QUESTION: What are the investigator's responsibilities in terms of reporting the post-discontinuation adverse events? On one hand, since the patient discontinued from the study, some think that the investigator has no right to review the patient's clinical record under HIPAA (authorization terminated) or informed consent regulations (consent withdrawn) and consequently has no authority or responsibility to report the adverse events. On the other hand, there does not appear to be any variances to an investigator's IND obligations (even when a patient discontinues from the study) with respect to reporting adverse events according to 21 CFR 312.64. Also, would the investigator's reporting responsibilities be the same for Situation A and Situation B?
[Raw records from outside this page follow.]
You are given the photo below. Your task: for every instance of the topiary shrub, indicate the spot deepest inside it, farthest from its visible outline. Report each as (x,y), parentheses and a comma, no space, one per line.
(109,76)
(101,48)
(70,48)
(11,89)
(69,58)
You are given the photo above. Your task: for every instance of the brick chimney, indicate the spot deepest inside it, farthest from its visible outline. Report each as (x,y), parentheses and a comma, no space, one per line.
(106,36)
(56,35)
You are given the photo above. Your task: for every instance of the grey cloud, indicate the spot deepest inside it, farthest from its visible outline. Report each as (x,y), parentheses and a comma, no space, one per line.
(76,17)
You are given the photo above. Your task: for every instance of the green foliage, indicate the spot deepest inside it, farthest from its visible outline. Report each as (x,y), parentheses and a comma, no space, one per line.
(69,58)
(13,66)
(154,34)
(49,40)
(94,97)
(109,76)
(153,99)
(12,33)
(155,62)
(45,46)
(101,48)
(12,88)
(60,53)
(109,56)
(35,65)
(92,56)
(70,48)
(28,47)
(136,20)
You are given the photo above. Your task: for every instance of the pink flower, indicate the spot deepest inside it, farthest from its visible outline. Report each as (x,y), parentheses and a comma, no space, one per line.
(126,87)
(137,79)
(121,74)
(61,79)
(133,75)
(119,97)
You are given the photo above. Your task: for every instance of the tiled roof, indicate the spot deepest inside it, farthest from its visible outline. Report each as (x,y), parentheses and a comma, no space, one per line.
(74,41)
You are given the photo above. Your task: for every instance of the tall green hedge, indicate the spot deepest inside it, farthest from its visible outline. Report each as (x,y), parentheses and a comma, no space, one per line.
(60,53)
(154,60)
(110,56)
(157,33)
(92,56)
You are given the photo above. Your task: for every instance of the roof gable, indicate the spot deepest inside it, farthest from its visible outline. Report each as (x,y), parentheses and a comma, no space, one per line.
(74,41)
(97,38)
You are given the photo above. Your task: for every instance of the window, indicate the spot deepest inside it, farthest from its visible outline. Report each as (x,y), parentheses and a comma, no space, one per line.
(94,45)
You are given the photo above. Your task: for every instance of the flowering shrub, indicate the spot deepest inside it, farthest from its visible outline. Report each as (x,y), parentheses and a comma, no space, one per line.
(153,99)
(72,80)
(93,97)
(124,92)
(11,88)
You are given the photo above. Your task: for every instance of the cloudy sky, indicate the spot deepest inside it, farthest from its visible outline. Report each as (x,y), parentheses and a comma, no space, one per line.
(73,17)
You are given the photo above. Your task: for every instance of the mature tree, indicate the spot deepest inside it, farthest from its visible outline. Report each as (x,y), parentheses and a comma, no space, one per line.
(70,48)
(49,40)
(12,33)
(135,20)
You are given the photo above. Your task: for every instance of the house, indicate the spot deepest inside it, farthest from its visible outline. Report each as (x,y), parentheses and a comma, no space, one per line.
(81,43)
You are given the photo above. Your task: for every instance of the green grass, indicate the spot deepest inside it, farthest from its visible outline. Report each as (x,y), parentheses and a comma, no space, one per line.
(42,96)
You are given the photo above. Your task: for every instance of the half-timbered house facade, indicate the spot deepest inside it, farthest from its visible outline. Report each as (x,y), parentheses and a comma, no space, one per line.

ANSWER:In summary, the AE collection can be depicted as the following where TEAE stands for treatment-emergent adverse event:
FDA has stated that clinical investigators need to capture information about adverse effects resulting from the use of investigational products, whether or not they are conclusively linked to the product. The fact that a subject has voluntarily withdrawn from the study does not preclude FDA's need for such information. In fact, withdrawal is often due to adverse effects, some already realized and others beginning and that will later progress. For your first scenario, that is obviously not a real problem since the investigator is also the individual's private physician and obviously has this information. While you are correct to worry about privacy issues in both scenarios, the public welfare is a larger issue. Failure to capture and report adverse effects, particularly serious adverse effects, will not only be a problem for the individual in question but potentially for other actual and potential study subjects. It is also essential to capture the information so that the total picture is available to FDA when a marketing decision is imminent. The individual in question may be one of very few who would evidence the particular adverse effect, particularly given the limited number of individuals included in a study. However, this information could have major ramifications for the potentially large population of users of the drug once legally marketed. How to best go about collecting the details of the adverse effect is obviously a different issue.